Currently we have ~1500 test files:
hdf4 = 205 files
hdf-eos2 = 267 files
hdf5 = 113 files
hdf-eos5 = 18 files
netcdf3 = 664 files
netcdf3.2 = 81 files
netcdf3.5 = 1 files
netcdf4 = 121 files
We need to get representative samples of recent files for improved testing and code coverage.
We have the goal to give read access to all the content in NetCDF, HDF5, HDF4 and HDF-EOS files.
The library will be thread-safe for reading multiple files concurrently.
We are focussing on earth science data, and dont plan to support other uses except as a byproduct.
We do not plan to provide write capabilities.
Datatype<T>, Attribute<T>, Variable<T>, StructureMember<T>, Array<T> and ArraySection<T> are all generics, with T indicating the data type returned when read, eg:
fun <T> readArrayData(v2: Variable<T>, section: SectionPartial? = null) : ArrayTyped<T>
- Datatype.ENUM returns an array of the corresponding UBYTE/USHORT/UINT. Call data.convertEnums() to turn this into an ArrayString of corresponding enum names.
- Datatype.CHAR: All Attributes of type CHAR are assumed to be Strings. All Variables of type CHAR return data as
ArrayUByte. Call data.makeStringsFromBytes() to turn this into Strings with the array rank reduced by one.
- Netcdf-3 does not have STRING or UBYTE types. In practice, CHAR is used for either.
- Netcdf-4/HDF5 library encodes CHAR values as HDF5 string type with elemSize = 1, so we use that convention to detect legacy CHAR variables in HDF5 files. NC_CHAR should not be used in Netcdf-4, use NC_UBYTE or NC_STRING.
- HDF4 does not have a STRING type, but does have signed and unsigned CHAR, and signed and unsigned BYTE. We map both signed and unsigned to Datatype.CHAR and handle it as above (Attributes are Strings, Variables are UBytes).
- Datatype.STRING is variable length, whether the file storage is variable or fixed length.
Unlike Netcdf-Java, we follow Netcdf-4 "user defined types" and add typedefs for Compound, Enum, Opaque, and Vlen.
- Datatype.ENUM typedef has a map from integer to name (same as Netcdf-Java)
- Datatype.COMPOUND typedef contains a description of the members of the Compound (aka Structure).
- Datatype.OPAQUE typedef may contain the byte length of OPAQUE data.
- Datatype.VLEN typedef has the base type. An array of VLEN may have different lengths for each object.
- Unlike Netcdf-3 and Netcdf-4, dimensions may be "anonymous", in which case they have a length but not a name, and are local to the variable they are referenced by.
- There are no UNLIMITED dimensions. These are unneeded since we do not support writing.
- Creation order is ignored
- Not including symbolic links in a group, as these point to an existing dataset (variable)
- Opaque: hdf5 makes arrays of Opaque all the same size, which gives up some of its usefulness.
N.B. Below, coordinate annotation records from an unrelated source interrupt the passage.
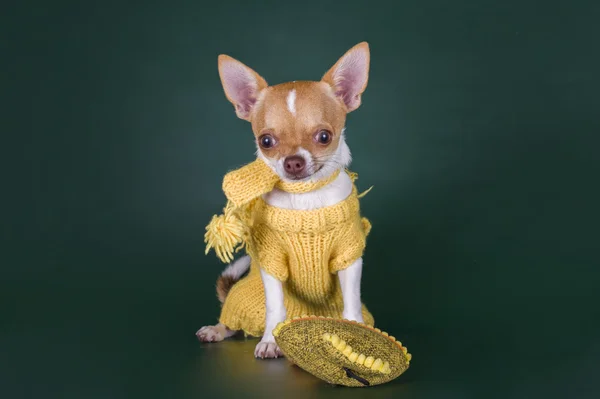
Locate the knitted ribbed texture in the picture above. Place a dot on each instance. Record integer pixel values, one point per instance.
(342, 352)
(303, 249)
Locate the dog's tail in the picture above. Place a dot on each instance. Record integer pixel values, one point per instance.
(230, 276)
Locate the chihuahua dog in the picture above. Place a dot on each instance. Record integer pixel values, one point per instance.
(300, 133)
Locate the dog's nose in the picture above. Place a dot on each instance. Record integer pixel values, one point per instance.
(294, 164)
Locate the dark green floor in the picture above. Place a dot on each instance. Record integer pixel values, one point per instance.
(479, 130)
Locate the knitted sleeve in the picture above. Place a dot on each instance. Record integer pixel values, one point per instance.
(271, 253)
(350, 245)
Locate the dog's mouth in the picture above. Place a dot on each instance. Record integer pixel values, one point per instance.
(305, 175)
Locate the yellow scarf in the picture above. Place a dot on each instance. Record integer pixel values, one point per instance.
(228, 233)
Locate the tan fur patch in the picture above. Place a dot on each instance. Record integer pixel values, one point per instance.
(316, 108)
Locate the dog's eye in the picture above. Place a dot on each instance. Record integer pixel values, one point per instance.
(266, 141)
(323, 137)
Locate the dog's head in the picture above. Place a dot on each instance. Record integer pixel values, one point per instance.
(299, 126)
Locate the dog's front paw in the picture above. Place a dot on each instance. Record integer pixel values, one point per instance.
(210, 334)
(353, 316)
(267, 350)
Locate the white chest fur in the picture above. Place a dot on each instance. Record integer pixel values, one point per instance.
(336, 191)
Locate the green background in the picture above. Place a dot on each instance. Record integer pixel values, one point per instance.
(479, 131)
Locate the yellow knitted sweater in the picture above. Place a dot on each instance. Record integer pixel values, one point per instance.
(304, 250)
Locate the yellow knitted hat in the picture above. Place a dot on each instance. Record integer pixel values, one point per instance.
(342, 352)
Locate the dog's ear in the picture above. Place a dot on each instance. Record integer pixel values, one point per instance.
(241, 84)
(349, 76)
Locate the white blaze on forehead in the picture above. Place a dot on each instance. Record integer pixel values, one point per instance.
(291, 100)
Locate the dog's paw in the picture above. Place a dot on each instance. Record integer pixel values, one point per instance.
(267, 350)
(210, 334)
(353, 316)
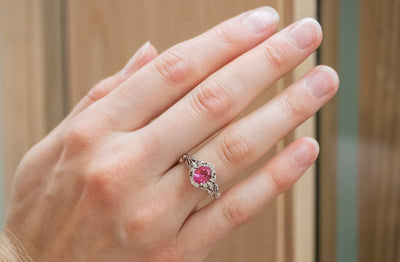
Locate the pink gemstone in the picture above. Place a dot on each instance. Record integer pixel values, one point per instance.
(202, 175)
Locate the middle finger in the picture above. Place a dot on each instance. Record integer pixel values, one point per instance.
(222, 96)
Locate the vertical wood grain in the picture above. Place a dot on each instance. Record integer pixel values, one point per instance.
(96, 41)
(327, 136)
(30, 77)
(379, 136)
(103, 34)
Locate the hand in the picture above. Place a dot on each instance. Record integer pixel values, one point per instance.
(105, 185)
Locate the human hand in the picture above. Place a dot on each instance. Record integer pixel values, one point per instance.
(105, 185)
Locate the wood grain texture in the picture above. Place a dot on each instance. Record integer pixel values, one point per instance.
(96, 41)
(379, 135)
(103, 34)
(327, 136)
(30, 78)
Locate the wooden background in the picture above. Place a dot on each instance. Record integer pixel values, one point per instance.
(53, 51)
(379, 135)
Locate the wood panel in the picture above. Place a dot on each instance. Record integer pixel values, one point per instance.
(103, 34)
(96, 40)
(31, 78)
(379, 125)
(327, 136)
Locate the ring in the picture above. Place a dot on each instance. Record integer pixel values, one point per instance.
(202, 175)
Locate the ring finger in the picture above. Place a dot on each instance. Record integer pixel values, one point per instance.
(243, 142)
(222, 96)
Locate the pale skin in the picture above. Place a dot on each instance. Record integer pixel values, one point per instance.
(105, 185)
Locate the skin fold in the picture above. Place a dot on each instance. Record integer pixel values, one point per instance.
(105, 184)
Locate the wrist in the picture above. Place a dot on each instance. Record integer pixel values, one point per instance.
(12, 249)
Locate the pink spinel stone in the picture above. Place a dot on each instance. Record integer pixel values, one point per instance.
(202, 175)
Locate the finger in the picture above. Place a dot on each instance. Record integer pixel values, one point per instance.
(242, 143)
(246, 199)
(220, 98)
(176, 71)
(142, 56)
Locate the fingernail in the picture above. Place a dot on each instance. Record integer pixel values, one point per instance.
(305, 153)
(321, 82)
(304, 33)
(135, 59)
(260, 19)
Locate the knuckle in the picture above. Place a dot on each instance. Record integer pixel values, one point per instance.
(213, 98)
(224, 34)
(236, 212)
(78, 137)
(101, 89)
(235, 148)
(279, 183)
(144, 220)
(173, 66)
(100, 187)
(275, 56)
(292, 106)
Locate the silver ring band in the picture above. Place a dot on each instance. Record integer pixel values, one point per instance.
(202, 175)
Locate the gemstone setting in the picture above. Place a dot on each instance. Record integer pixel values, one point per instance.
(202, 175)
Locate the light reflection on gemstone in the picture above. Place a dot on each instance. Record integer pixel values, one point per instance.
(202, 175)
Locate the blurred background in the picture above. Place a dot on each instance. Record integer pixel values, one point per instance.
(347, 208)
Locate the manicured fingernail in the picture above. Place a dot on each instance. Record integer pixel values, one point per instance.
(305, 153)
(135, 59)
(321, 82)
(260, 19)
(304, 33)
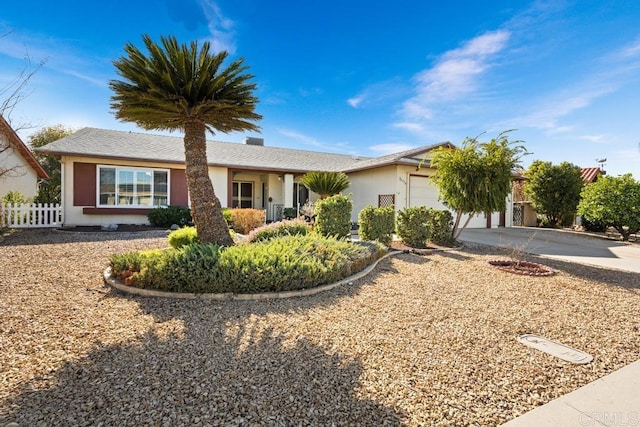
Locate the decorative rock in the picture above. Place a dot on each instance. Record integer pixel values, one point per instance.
(553, 348)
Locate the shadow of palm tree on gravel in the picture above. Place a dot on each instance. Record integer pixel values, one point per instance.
(212, 369)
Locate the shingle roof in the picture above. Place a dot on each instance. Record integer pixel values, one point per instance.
(412, 157)
(14, 140)
(101, 143)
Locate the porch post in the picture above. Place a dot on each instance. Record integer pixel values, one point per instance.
(288, 190)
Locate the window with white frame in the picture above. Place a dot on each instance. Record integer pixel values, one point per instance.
(242, 194)
(130, 186)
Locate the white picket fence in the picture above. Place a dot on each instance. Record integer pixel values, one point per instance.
(35, 215)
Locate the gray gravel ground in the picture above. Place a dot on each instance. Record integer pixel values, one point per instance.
(423, 340)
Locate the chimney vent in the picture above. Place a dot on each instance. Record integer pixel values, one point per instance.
(248, 140)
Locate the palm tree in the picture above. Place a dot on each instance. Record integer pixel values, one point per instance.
(325, 183)
(183, 88)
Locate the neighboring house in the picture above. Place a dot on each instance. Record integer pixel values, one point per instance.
(19, 169)
(117, 177)
(591, 175)
(523, 212)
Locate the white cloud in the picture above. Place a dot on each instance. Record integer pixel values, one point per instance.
(632, 50)
(356, 100)
(220, 27)
(379, 93)
(412, 127)
(593, 138)
(390, 148)
(306, 139)
(455, 74)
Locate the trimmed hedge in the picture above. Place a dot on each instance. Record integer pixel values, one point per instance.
(166, 217)
(441, 227)
(333, 216)
(418, 224)
(279, 264)
(244, 220)
(279, 229)
(413, 226)
(183, 237)
(377, 224)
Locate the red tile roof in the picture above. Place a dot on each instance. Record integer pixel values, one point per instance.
(589, 175)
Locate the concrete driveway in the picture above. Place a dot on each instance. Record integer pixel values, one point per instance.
(564, 245)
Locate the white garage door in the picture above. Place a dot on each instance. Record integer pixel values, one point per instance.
(422, 192)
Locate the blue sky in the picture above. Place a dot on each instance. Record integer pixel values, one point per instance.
(366, 78)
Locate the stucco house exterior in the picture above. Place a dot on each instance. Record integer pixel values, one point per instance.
(117, 177)
(19, 169)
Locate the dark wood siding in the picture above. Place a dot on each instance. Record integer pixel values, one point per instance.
(179, 193)
(84, 184)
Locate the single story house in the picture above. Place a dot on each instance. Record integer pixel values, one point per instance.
(19, 169)
(117, 177)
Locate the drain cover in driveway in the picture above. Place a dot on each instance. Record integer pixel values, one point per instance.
(555, 349)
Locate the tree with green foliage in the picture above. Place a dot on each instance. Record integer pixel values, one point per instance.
(49, 190)
(615, 201)
(185, 88)
(476, 177)
(325, 183)
(554, 190)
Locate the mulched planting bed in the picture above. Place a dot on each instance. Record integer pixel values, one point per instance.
(423, 340)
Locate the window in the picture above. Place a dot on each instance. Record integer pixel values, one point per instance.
(126, 186)
(300, 194)
(242, 194)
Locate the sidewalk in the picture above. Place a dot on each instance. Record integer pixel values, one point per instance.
(612, 401)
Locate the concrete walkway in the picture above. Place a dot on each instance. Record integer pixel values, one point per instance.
(613, 400)
(559, 244)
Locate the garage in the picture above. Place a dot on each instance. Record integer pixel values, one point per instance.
(422, 192)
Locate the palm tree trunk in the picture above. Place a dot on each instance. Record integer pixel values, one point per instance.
(206, 210)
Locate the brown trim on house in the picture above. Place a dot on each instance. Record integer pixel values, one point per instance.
(84, 184)
(230, 187)
(14, 140)
(179, 192)
(116, 211)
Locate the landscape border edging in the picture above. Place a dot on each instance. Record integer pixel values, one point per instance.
(117, 284)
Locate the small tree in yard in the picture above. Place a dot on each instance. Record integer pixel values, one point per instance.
(325, 183)
(614, 201)
(185, 88)
(554, 190)
(477, 177)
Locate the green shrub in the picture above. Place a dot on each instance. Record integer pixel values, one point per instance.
(167, 216)
(333, 216)
(244, 220)
(279, 264)
(279, 229)
(227, 214)
(377, 224)
(413, 226)
(183, 237)
(14, 198)
(596, 226)
(441, 227)
(290, 213)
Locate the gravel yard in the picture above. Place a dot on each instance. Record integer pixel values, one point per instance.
(423, 340)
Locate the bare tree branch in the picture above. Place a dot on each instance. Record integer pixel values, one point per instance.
(16, 90)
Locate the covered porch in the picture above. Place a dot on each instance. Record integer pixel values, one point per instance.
(268, 190)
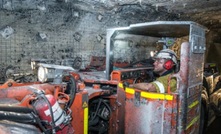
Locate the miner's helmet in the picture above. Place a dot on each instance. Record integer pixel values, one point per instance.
(170, 56)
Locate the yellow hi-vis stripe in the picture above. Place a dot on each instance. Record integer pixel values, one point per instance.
(148, 94)
(86, 120)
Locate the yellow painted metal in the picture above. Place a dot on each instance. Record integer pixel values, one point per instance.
(149, 95)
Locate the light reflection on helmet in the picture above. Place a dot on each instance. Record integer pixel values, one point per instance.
(167, 54)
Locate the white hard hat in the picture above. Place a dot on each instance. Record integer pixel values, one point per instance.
(167, 54)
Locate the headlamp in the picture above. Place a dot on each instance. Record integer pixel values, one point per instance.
(52, 73)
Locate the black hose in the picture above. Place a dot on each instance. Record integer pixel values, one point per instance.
(17, 117)
(16, 109)
(73, 90)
If theres a need, we will allow Opaque(*) indicating that the sizes can vary.
- Attributes can be of type REFERENCE, with value the full path name of the referenced dataset.
- All data access is unified under the netchdf API
- The StructMetadata ODL is gathered and applied to the file header metadata as well as possible. Contact us with example files if you see something we are missing.
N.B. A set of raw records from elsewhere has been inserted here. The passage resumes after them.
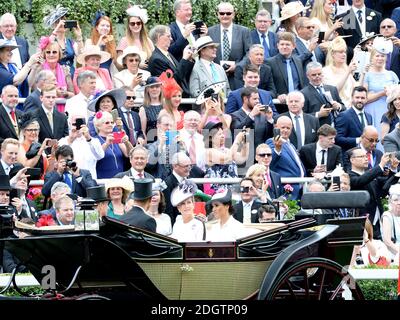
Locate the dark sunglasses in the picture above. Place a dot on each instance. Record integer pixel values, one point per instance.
(262, 155)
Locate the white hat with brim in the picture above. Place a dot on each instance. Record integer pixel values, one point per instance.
(291, 9)
(93, 51)
(130, 50)
(118, 94)
(183, 191)
(7, 44)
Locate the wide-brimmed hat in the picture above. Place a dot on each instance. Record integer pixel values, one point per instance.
(183, 191)
(119, 96)
(203, 42)
(383, 45)
(57, 13)
(291, 9)
(97, 193)
(224, 197)
(208, 91)
(138, 11)
(125, 183)
(130, 50)
(4, 43)
(92, 50)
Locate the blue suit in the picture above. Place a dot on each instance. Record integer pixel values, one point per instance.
(272, 41)
(348, 127)
(234, 102)
(286, 165)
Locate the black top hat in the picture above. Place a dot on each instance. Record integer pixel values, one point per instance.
(4, 182)
(143, 189)
(97, 193)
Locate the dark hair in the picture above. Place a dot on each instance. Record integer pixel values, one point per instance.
(359, 89)
(64, 151)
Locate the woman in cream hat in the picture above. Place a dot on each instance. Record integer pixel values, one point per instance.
(391, 118)
(118, 191)
(136, 34)
(131, 75)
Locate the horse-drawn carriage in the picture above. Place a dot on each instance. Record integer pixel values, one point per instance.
(293, 259)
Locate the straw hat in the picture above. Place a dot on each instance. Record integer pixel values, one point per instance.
(92, 50)
(291, 9)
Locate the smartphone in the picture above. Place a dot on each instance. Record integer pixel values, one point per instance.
(79, 122)
(277, 133)
(321, 36)
(69, 24)
(118, 136)
(171, 136)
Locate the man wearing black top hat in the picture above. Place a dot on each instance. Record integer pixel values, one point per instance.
(141, 197)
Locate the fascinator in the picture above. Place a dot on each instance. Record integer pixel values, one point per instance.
(57, 13)
(169, 84)
(138, 11)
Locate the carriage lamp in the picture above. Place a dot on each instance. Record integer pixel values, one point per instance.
(86, 217)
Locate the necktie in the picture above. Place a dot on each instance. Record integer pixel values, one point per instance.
(298, 132)
(323, 156)
(131, 128)
(369, 155)
(362, 120)
(227, 47)
(50, 118)
(359, 16)
(67, 179)
(192, 150)
(290, 76)
(214, 72)
(265, 45)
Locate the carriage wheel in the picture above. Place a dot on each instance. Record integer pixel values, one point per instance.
(315, 279)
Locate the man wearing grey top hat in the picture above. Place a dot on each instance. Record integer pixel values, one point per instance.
(137, 216)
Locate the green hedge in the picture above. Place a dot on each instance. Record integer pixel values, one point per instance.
(159, 11)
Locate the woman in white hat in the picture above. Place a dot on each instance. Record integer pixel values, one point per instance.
(118, 191)
(131, 75)
(136, 34)
(391, 118)
(186, 228)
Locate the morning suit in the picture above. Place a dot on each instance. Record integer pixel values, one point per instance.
(279, 73)
(158, 63)
(60, 124)
(238, 211)
(266, 81)
(351, 26)
(262, 129)
(272, 42)
(137, 217)
(309, 160)
(7, 129)
(32, 102)
(288, 164)
(201, 78)
(235, 102)
(79, 184)
(313, 102)
(348, 127)
(239, 47)
(311, 126)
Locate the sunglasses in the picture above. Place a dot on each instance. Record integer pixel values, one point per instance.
(262, 155)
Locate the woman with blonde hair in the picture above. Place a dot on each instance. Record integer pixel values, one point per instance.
(136, 34)
(336, 71)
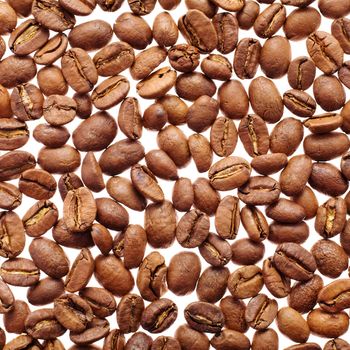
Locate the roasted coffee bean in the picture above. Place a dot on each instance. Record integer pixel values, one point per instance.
(51, 15)
(248, 14)
(41, 217)
(303, 295)
(277, 284)
(325, 51)
(254, 135)
(28, 37)
(52, 50)
(330, 258)
(45, 291)
(254, 222)
(268, 164)
(227, 217)
(329, 93)
(299, 103)
(16, 70)
(12, 237)
(101, 301)
(204, 317)
(20, 272)
(73, 312)
(292, 324)
(247, 57)
(328, 325)
(165, 31)
(212, 284)
(281, 233)
(147, 61)
(301, 73)
(27, 102)
(327, 179)
(79, 70)
(198, 30)
(13, 134)
(110, 92)
(134, 30)
(37, 184)
(226, 27)
(129, 313)
(49, 257)
(286, 136)
(79, 210)
(188, 338)
(223, 136)
(294, 261)
(159, 315)
(112, 275)
(42, 324)
(233, 99)
(181, 265)
(270, 20)
(259, 190)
An independent implementation of HDF4/HDF5/HDF-EOS in kotlin.
I am working on an independent library implementation of HDF4/HDF5/HDF-EOS in kotlin here. This will be complementary to the important work of maintaining the primary HDF libraries. The goal is to give read access to all the content in NetCDF, HDF5, HDF4 and HDF-EOS files.
The core library is pure Kotlin. Kotlin currently runs on JVM's as far back as Java 8. However, I am targeting the latest LTS (long term support) Java version, and will not be explicitly supporting older versions.
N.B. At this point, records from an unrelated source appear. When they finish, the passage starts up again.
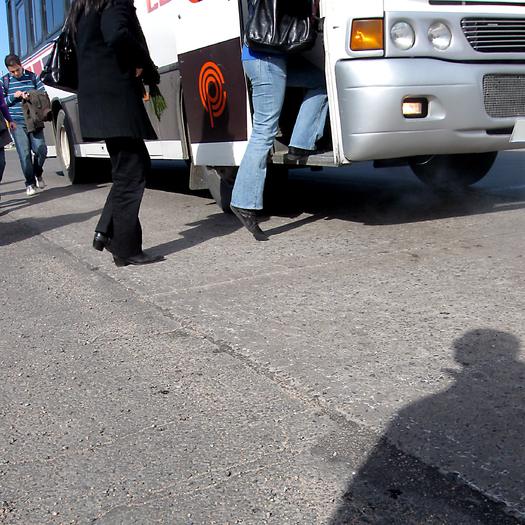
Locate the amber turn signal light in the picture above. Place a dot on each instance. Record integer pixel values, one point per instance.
(367, 34)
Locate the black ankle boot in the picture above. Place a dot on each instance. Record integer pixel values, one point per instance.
(249, 220)
(100, 241)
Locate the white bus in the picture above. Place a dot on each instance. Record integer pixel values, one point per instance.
(438, 85)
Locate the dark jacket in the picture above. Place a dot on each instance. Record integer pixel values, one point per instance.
(36, 110)
(109, 49)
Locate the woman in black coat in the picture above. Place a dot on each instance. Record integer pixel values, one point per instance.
(113, 64)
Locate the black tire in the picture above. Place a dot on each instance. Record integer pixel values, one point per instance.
(446, 172)
(75, 168)
(220, 182)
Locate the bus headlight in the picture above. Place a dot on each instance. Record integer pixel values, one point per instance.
(402, 35)
(439, 35)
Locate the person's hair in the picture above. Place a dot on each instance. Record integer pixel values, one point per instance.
(84, 6)
(12, 60)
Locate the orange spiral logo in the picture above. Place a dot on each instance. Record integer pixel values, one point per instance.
(213, 96)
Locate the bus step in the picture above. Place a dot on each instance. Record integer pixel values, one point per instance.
(325, 158)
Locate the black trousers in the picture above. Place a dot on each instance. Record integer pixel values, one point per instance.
(130, 163)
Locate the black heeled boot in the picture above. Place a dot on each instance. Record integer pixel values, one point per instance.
(100, 241)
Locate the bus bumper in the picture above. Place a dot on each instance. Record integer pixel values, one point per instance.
(371, 92)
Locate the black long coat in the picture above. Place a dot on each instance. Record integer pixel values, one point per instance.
(109, 50)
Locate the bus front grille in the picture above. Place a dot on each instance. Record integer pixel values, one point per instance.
(504, 95)
(495, 35)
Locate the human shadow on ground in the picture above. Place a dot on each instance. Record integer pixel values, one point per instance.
(23, 229)
(458, 452)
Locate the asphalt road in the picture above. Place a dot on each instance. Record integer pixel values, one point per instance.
(365, 365)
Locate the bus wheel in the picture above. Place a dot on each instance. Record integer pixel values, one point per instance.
(446, 172)
(220, 182)
(73, 167)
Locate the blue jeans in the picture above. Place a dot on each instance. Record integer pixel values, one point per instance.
(269, 78)
(31, 149)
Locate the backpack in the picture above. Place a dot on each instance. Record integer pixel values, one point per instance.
(7, 78)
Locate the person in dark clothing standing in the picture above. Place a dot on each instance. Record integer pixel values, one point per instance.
(113, 65)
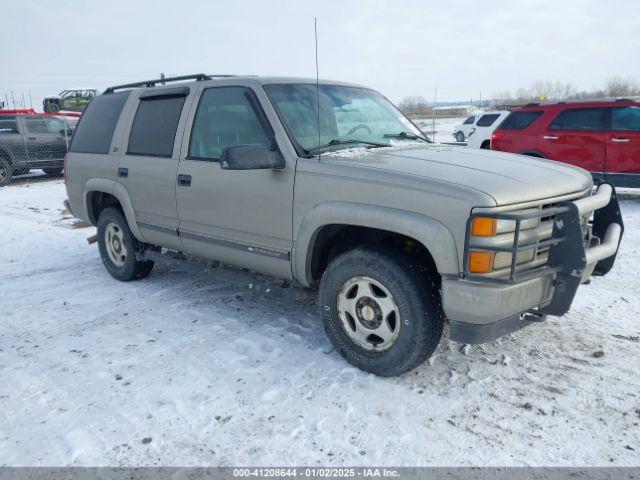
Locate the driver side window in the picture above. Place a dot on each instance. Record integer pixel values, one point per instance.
(226, 117)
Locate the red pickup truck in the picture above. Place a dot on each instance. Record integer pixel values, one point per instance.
(600, 136)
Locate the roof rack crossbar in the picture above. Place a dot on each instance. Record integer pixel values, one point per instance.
(152, 83)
A separate library tests the core against the C libraries. The key to this working reliably is if members of the HDF community contribute test files to make sure the libraries agree. I have a large cache of test files from my work on netcdf-java, but these are mostly 10-20 years old.
Currently the code is in alpha, and you must build it yourself with gradle. When it hits beta, I will start releasing compiled versions to Maven Central.
I welcome any feedback, questions and concerns. Thanks!